Author, Nad Taleb
Major conferences, cocktail evenings and roundtables are a staple tactic for most marketing managers seeking to raise awareness of their brand and, most importantly, generate leads. Generating leads for a professional marketer means getting the right people to your event. Depending on the event theme and objective, a typical targeted persona would be CEOs from SMEs and/or MNCs, industry professionals or even entrepreneur of a certain age and income bracket.
There are multiple ways in which as an event professional, we try to reach our targeted audience(s). There’s sending out physical invites, calling down the list of invites, direct mailing and/or advertising on traditional and online media. In today’s era, professional networking platforms like LinkedIn allow us to identify and reach out to the relevant people defined by their job scope and the type of industry they’re in.
However, many of these techniques may result in inefficiencies. Click rates for display ad campaigns can be as low as 0.1% while email click-through rates hover at around 2.5% depending on the target market – and I haven’t even got to conversion rates yet (which are far lower). Currently most marketing techniques that we use to drive event attendance are either based on quantity – i.e. sending out as many EDMs as possible in the hopes that you can reach your conversion numbers – or demographics – i.e. your brand may be popular among 18-25-year-olds but not all 18-25-year olds may like your brand.
Building the right audience
For a recent event that we held, we wanted to lower acquisition costs, reach the right audience and improve conversion rates. So we decided to do something a little different. Like many marketers, we used Facebook advertisements to help us promote the event. However, we did not do so based on Facebook’s audience parameters, rather we built on our own custom audience segments using anonymous mobile location-based data.
Prior to the event, we geofenced areas in Singapore where we knew firms from our targeted market are located. By using anonymous mobile location-based data, we were able to target professionals who worked in certain offices. We did this by setting a minimum requirement for our targeted audience based on the number of times the anonymous mobile ids (the ‘pings’ emitted from mobile phones) were seen within a certain month. An example will be those who kept returning to the office at around 09:00 each day and left at 18:00 onwards. Using this method, we built our custom audience for our event.
Location, location, location
We then analysed further how the anonymous mobile ids behaved through the concept of Where, When and What (i.e.
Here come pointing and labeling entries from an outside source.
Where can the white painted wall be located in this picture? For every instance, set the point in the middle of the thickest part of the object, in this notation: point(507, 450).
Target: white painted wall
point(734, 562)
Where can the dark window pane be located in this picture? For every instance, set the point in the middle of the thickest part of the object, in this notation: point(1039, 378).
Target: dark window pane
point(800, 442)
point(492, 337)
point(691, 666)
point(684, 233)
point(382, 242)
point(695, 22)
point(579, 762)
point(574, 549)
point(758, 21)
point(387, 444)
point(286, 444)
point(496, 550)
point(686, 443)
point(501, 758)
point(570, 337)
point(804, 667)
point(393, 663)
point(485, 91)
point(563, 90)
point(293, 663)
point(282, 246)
Where did they go? When did they go? What did they do?). By deploying this strategy, we soon found one particular watering hole that our target audience frequented the most and therefore chose that place as the venue.
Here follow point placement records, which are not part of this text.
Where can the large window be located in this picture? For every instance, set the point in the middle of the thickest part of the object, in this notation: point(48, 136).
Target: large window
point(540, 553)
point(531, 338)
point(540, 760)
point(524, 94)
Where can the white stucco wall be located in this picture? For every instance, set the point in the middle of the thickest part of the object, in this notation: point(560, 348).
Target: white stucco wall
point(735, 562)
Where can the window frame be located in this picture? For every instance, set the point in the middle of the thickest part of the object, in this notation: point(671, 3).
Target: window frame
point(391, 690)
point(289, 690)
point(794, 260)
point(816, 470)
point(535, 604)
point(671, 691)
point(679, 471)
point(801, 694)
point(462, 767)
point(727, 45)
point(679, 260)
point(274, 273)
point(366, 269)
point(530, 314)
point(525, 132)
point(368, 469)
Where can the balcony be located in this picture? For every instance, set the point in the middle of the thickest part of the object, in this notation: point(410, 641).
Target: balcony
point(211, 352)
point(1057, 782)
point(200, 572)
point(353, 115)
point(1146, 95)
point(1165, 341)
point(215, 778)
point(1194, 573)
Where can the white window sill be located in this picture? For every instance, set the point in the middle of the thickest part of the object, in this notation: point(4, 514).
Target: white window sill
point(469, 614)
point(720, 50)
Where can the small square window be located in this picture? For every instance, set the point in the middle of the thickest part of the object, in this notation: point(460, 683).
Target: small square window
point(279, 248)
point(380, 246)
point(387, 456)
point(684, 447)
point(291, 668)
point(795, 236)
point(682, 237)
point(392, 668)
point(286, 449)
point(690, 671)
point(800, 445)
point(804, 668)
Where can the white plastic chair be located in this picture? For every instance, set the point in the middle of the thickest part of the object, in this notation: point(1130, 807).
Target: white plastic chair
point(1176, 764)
Location is one of the key factors that will help to drive attendance to an event. People work long hours in Singapore and after a long day at work, the last thing most people want to do is travel all the way across town to an event, no matter how relevant it is to their work. Hence, we wanted to ensure that not only was our event venue located near to our target market, but that the venue would be as familiar as possible to our potential attendees.
Crafting the message
Once we have settled in with our target audience and the location, we ran a targeted Facebook ad campaign, targeting our ads based on how often the Ad-IDs were present in those areas we geofenced.
Our ad campaign garnered an 11% conversion rate, over one in ten people who saw the ads actually attended the event. Considering the average conversion rate for these types of advertisements is between 2-3%, this is a significant improvement.
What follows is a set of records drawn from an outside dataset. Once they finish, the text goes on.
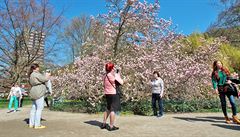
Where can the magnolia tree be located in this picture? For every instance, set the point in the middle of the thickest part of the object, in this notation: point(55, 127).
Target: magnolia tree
point(133, 37)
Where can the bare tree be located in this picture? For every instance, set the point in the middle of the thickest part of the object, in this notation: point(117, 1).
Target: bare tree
point(19, 21)
point(77, 33)
point(228, 22)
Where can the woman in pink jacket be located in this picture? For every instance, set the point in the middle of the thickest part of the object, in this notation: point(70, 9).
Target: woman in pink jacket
point(110, 79)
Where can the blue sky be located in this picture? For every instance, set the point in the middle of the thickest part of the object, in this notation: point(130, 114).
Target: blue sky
point(189, 15)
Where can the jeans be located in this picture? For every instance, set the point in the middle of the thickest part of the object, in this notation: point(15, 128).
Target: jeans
point(36, 111)
point(222, 97)
point(156, 97)
point(13, 98)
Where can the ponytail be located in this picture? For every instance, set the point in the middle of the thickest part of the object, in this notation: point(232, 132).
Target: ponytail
point(32, 68)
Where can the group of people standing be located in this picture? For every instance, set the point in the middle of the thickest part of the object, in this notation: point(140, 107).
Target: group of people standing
point(40, 85)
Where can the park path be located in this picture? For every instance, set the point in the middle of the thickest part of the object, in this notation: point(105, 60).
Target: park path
point(63, 124)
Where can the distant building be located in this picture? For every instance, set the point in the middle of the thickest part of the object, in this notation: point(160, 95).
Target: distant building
point(32, 46)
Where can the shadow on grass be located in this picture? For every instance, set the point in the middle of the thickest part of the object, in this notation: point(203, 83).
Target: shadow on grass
point(94, 123)
point(231, 127)
point(203, 119)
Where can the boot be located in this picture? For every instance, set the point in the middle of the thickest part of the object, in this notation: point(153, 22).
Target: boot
point(236, 120)
point(228, 121)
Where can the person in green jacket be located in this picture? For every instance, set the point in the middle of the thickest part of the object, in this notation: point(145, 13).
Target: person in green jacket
point(220, 78)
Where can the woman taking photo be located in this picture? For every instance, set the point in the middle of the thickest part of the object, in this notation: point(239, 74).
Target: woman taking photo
point(157, 94)
point(37, 92)
point(112, 99)
point(220, 78)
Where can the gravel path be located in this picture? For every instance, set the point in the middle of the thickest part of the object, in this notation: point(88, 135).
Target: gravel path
point(62, 124)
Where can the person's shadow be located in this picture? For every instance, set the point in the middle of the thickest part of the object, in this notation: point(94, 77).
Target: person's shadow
point(27, 120)
point(203, 119)
point(215, 121)
point(94, 123)
point(232, 127)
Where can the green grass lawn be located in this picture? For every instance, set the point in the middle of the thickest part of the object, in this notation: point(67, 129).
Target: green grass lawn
point(4, 102)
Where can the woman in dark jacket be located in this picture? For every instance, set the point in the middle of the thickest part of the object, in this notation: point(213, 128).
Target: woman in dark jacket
point(220, 79)
point(37, 92)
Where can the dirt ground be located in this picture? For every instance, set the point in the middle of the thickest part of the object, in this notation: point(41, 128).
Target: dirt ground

This was also no accident. Location data indeed helped us to better understand and target our core market and enabled us to create a tailored audience who would be much more receptive to our message – in this case, an event catering to executives from a particular industry.
While many marketers will look to Facebook to segment their target markets, location data actually provides better segmentation as you are able to get a much fuller picture of their behaviour. Marketers, for instance, will be able to see where and which specific groups frequent a certain store or restaurant. Location data is rising in popularity among marketers and according to RetailTechNews, UK retailers believe building accurate location-based audiences is one of the most valuable insights to be gained from location data.
This is a small but insightful example of how data-driven insights, powered by anonymous mobile location-based data, can assist to drive event attendance. The same techniques can be applied to the airline and hospitality industries who are looking to target travellers, automotive brands or dealerships who are looking to reach those who shows interest in cars and many others.